Selama awal agustus 2012 setidaknya terjadi 7 serangan terhadap tempat ibadah kelompok minoritas yang berasal dari Timur Tengah dan Asia Selatan di Amerika Serikat. Salah satunya sebuah Masjid di Joplin, Missouri dibakar habis oleh orang tak dikenal pada 6 Agustus lalu. Serangan tidak terbatas pada Masjid, Gereja The Mother of Savior yang digunakan oleh kaum Kristen Arab di Deaborn, Michigan dalam minggu ini dua kali kaca-kacanya dipecahkan.

Serangan-serangan terhadap minoritas yang terjadi di Amerika Serikat menunjukkan bahwa di negara dengan demokrasi yang cukup matang dan perlindungan hak-hak minoritas yang cukup baik dalam konstitusinya masih rentan terhadap permasalahan rasisme. Perjuangan untuk kesetaran ras telah menempuh perjalanan panjang dan berliku di Amerika Serikat, namun sebagian masyarakat Amerika Serikat tampak masih belum bisa mengakomodasi perbedaan. 

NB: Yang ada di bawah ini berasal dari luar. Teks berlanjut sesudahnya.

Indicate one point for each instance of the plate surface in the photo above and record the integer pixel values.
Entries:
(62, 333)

Islamophobia yang menjadi isu hangat selama masa kampanye pemilu presiden tahun 2008 kembali menghangat pada kampanye pemilu presiden tahun ini. Namun sayangnya kampanye Islamophobia ini tidak hanya berakibat pada umat Muslim Amerika Serikat saja, tetapi juga menyasar pendatang dari Asia Selatan dan Timur Tengah secara umum, baik Muslim, maupun non-Muslim.

Jika di Amerika Serikat kebencian rasial ditujukan kepada pendatang dari Asia Selatan dan Timur Tengah, di Indonesia kebencian rasial ditujukan kepada etnis Tionghoa, suku-suku Papua, selain itu diskriminasi juga ditujukan kepada penganut Ahmadiyah dan penganut Kristen. Sebagai sebuah negara berpenduduk mayoritas Muslim, Indonesia harusnya bisa melindungi hak-hak minoritas, menjamin penghormatan terhadap keberbedaan yang hidup di dalam kerangka keindonesiaan.

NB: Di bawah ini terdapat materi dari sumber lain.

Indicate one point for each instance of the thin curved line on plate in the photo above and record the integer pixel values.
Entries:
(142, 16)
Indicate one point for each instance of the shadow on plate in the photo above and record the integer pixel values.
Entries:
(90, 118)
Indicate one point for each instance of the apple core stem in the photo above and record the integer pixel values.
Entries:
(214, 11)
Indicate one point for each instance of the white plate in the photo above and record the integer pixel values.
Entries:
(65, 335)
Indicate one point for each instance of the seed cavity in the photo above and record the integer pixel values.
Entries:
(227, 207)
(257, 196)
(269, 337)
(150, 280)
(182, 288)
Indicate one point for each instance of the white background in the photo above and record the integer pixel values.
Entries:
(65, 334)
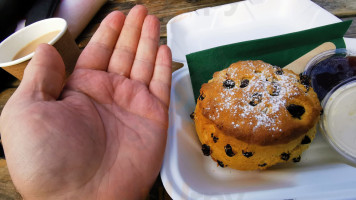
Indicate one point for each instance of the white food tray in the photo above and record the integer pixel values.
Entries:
(186, 173)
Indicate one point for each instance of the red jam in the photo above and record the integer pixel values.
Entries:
(330, 72)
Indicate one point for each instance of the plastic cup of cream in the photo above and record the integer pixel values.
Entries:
(338, 122)
(333, 78)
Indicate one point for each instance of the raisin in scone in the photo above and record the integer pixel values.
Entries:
(253, 115)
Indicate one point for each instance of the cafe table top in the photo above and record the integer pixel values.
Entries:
(164, 10)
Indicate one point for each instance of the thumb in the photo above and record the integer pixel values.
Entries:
(44, 75)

Umat Muslim Indonesia terikat pada ajaran-ajaran syariat Islam yang memberikan perlindungan dan penghormatan terhadap kelompok-kelompok minoritas. Oleh karena itu Umat Muslim Indonesia harusnya bisa mengayomi kelompok-kelompok minoritas, bukan berusaha menunjukkan supremasi dan hegemoni atas kelompok-kelompok minoritas.

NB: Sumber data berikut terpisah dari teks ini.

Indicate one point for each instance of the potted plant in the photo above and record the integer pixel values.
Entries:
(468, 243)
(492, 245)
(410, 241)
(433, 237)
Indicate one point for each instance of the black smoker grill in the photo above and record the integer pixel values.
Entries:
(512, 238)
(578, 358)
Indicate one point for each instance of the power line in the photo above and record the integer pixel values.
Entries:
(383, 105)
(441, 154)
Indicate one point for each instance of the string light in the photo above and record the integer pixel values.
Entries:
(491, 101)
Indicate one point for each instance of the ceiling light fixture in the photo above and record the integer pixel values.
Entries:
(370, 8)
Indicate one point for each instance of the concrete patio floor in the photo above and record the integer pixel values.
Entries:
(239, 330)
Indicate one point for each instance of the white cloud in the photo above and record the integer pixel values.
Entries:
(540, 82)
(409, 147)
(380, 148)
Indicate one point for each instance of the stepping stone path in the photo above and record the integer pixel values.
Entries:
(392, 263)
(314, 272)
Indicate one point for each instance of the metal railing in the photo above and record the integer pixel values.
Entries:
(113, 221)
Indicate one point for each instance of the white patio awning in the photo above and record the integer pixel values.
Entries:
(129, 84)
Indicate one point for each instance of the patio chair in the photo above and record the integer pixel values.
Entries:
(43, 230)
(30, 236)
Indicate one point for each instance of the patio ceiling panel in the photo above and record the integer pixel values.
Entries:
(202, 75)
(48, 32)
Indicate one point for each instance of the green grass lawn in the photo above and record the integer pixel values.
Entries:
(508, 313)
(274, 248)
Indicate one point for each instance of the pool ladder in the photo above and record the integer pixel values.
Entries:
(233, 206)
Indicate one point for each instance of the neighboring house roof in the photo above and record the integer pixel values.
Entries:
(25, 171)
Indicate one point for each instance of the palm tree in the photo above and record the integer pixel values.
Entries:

Insiden penyerangan Klenteng yang merupakan tempat ibadah etnis Tionghoa di Makassar yang dilakukan FPI setelah demonstrasi solidaritas Rohingya dan penyerangan terhadap masjid-masjid Ahmadiyah selama Ramadhan di Kuningan menunjukkan bagaimana umat Muslim Indonesia belum bisa menjadi mengayomi minoritas. Adalah sangat memalukan umat Muslim ketika penyerangan oleh kelompok-kelompok umat Muslim tersebut dilakukan saat bulan suci Ramadhan. Bulan ketika umat Muslim didorong untuk mempromosikan solidaritas sosial, bulan ketika umat Muslim berlatih menjadi rahmatan lil ‘alamin.
Kelompok-kelompok supremasi Muslim tersebut pada dasarnya gugup dan tidak yakin pada pondasi keimanan mereka, sehingga mereka merasa perlu menunjukkan semangat keimanan semu merek dengan menyerang kelompok-kelompok lain yang berbeda dengan mereka. Syariat Islam tidak pernah mengajarkan untuk mempromosikan kekerasan terhadap minoritas. Bukankah Muhammad Shalallahu ‘alaihi wa salam mengajarkan kepada kita bahwa siapa pun dari kalangan Muslim yang membunuh kafir dzimmi, kafir yang dilindungi maka ia tak akan mencium bau surga?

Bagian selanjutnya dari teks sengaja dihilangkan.